Depresyon vücudun dengesini bozduğu gibi insanların günlük hayatlarının dengesini de bozuyor. Depresyon hastalarının yaşam tarzları ne yazık ki sağlıklı olmuyor, çünkü genelde kendilerini aşırı derecede halsiz ve isteksiz hissediyorlar. Bu da hastaların hareketsizleşmesine ve günlerini evlerinde, hatta yataklarında geçirmelerine sebep oluyor. Fazla hareket etmeyen ve spor yapamayan depresyon hastaları hızla kilo alıyorlar. Sigara ve alkol kullanımı artıyor ve bunların hepsinin birleşimi de bedensel sağlığa ayrıca zarar veriyor.

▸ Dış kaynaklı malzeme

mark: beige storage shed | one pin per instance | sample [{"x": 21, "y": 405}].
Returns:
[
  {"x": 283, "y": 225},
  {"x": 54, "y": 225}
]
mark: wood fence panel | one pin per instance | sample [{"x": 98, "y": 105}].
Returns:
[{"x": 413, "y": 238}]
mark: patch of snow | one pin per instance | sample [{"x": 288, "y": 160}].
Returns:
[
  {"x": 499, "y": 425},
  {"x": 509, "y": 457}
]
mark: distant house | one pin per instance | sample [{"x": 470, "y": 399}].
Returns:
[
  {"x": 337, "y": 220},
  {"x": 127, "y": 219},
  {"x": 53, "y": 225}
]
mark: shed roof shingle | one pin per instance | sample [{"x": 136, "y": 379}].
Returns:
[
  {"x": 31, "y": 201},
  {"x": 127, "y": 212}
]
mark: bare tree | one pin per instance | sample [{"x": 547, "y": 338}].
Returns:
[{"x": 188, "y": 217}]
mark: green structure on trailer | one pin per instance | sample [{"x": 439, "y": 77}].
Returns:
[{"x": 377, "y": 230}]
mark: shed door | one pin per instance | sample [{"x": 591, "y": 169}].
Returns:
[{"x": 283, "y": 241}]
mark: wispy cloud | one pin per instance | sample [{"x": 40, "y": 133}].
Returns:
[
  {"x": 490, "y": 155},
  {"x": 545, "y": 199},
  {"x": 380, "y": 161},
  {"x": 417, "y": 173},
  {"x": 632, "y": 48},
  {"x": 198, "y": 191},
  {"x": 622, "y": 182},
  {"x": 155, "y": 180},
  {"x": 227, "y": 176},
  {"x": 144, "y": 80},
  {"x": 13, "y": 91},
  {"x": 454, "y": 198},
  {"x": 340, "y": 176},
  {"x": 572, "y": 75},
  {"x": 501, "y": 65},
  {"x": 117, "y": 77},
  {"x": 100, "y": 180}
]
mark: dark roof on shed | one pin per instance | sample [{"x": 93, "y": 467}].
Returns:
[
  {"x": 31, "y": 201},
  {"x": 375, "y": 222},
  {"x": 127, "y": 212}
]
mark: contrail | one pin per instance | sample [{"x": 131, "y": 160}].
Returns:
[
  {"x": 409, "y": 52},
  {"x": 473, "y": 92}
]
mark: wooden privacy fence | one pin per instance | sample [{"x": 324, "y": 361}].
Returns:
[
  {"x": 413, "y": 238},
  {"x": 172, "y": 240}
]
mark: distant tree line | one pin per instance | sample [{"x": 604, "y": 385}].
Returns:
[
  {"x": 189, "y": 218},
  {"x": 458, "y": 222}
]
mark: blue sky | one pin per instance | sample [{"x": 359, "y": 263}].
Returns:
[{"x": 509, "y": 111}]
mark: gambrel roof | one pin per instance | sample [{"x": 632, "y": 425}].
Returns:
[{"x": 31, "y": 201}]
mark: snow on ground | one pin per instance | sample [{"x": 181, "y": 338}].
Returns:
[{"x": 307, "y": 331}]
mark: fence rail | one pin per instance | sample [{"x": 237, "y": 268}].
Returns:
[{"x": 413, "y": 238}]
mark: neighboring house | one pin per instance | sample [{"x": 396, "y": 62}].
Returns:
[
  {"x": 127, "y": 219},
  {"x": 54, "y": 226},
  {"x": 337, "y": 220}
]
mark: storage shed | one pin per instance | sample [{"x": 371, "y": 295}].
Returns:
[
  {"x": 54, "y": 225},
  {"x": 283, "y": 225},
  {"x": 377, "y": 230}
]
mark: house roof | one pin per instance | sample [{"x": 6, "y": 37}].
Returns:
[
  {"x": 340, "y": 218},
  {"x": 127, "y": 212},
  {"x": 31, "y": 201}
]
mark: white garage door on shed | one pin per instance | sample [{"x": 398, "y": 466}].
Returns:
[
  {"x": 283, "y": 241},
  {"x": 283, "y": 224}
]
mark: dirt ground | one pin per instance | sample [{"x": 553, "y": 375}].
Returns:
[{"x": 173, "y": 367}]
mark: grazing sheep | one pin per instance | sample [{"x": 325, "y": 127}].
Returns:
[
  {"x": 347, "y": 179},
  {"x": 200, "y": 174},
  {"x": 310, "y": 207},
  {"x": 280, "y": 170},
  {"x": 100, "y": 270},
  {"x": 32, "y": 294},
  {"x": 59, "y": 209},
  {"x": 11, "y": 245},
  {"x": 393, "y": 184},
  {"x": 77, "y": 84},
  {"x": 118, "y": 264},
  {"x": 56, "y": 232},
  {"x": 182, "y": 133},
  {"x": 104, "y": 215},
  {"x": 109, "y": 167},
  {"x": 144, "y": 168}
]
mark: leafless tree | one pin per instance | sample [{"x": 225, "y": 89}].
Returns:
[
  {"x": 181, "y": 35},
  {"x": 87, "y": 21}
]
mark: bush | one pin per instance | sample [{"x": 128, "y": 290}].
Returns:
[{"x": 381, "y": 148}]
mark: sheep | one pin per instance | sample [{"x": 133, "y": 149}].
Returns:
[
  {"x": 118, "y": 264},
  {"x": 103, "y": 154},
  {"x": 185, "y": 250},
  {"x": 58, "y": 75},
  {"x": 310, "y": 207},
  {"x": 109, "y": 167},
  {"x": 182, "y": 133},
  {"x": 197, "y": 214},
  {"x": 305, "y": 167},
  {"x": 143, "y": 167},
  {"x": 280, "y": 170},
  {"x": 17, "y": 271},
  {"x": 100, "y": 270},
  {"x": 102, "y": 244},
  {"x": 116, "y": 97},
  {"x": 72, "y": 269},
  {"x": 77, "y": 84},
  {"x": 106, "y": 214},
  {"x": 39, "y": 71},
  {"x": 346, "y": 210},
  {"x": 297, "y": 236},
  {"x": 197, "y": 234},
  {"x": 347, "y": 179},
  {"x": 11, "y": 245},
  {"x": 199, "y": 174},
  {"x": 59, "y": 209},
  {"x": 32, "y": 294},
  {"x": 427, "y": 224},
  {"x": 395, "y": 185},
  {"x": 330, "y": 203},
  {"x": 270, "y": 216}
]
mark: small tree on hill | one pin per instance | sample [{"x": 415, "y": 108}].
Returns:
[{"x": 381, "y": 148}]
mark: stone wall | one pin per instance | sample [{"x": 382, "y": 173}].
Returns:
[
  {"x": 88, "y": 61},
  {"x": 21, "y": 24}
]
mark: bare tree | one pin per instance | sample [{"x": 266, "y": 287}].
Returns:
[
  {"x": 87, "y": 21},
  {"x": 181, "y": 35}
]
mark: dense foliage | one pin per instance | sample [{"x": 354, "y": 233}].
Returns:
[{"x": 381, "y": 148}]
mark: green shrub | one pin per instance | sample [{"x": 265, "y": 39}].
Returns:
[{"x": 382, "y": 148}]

Depresyonda olup olmadığınızı nasıl anlarsınız?
Eğer aşağıdaki belirtilerin çoğunu kendinizde görüyorsanız depresyonda olma ihtimaliniz yüksektir.
1-Yoğun bir umutsuzluk, üzüntü
2-Sürekli bir neşesizlik, ilgisizlik, içinizde boşluk
3-Sebepsiz bir yorgunluk, bitkinlik gibi bedensel şikayetler
4-Uykusuzluk, sabahları erkenden uyanma
5-İçinizde sebepsiz bir huzursuzluk, korku, gerginlik
6-Cinsel istekte azalma
7-Dikkatinizi bir konuya toplamakta zorlanma, günlük basit kararları dahi verememe
8-Kendinize duyduğunuz güveni kaybetme, suçluluk duyguları
9-Sık sık ölmeyi düşünmek, kendini öldürmek için plan yapmak
Ruhsal durumu son derece normalken, bedensel sebeplerden dolayı kalp krizi geçiren kişilerinden de bir bölümü, ölümle yüz yüze gelmenin getirdiği bir bunalımla depresyona girebiliyorlar. Araştırmalar gösteriyor ki, depresyon yaşayan kalp hastalarının ölme riski depresyona girmeyen kalp hastalarına göre büyük oranda yükseliyor. Bu sebepten kalp-damar hastalıkları olan, kalp krizi geçirmiş kişilerin depresyonda olup olmadığı mutlaka kontrol edilmeli ve eğer bir depresyon varsa psikoterapi uygulaması yapılmalıdır.